PC Ace
- Frequency: Weekly
- Publisher: Eaglemoss Publications
- Founded: 1999
- Final issue: 2001
- Country: United Kingdom
- Language: English
- OCLC: 226100634

= PC Ace =

PC Ace was a partwork magazine published by Eaglemoss Publications, between 1999 and 2001. It was aimed at those aged between 10 and 14, providing information on how to operate a personal computer. Readers of the magazine were assisted in part by a cartoon mouse named Ace, who featured throughout the magazine's pages.

The series consisted of 100 parts, and was previously available for sale in the United Kingdom, South Africa, Australia, and New Zealand, among others.

==Structure==
PC Ace was released on a weekly basis, with a CD-ROM accompanying the magazine every second issue (with the exception of part 1, which included two CD-ROM discs). These CD-ROM discs contained programs such as computer games and edutainment titles.

Issues that included a CD-ROM did not include the Wordpower section.

==Sections==
PC Ace was divided into 9 sections, detailed below.
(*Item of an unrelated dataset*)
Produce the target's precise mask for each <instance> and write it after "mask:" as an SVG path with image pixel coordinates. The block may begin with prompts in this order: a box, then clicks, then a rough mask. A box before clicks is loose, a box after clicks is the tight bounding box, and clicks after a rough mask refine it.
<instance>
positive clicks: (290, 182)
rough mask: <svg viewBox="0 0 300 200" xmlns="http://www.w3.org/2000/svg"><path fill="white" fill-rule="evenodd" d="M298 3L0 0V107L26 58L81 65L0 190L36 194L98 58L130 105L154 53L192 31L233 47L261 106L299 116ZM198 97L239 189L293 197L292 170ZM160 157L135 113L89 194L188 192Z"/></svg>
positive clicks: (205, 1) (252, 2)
- PC Power - Essential Skills - This section consisted of information on using core computer functions, such as using fonts and operating the Microsoft Windows operating system. It was discontinued after part 12.
- PC Power - Operating Skills - This section consisted of information that discussed use of the Microsoft Windows operating system in a more in-depth manner, such as running games under MS-DOS and changing shortcut icons.
- PC Power - Program Skills - This section focused on the use of software that ran within the Microsoft Windows operating system, such as Microsoft Word and Microsoft Excel.
- Technozone - This section contained a collection of technology related articles that was built up as the series progressed. Topics included Gamepads and Animation.
- Online - This section consisted of information about how to use the internet and tools that were available online. Topics included creating a website and sending email.
- On CD-ROM - This section was only included with issues that were accompanied by a CD-ROM. It had information on the background of the included program, as well as brief details of how to use it.
- Wordpower - This section was an A - Z index of computing terms which built up as the series progressed, in alphabetical order, with their definitions included.
- Timeout - This section provided details on how to create items such as party invitations and graphics, as well as how to play games that are included in the Microsoft Windows operating system.
- Cyberchat - This section contained technology related news items, as well as letters sent in by readers of the magazine (under the title of 'Ace's Noticeboard').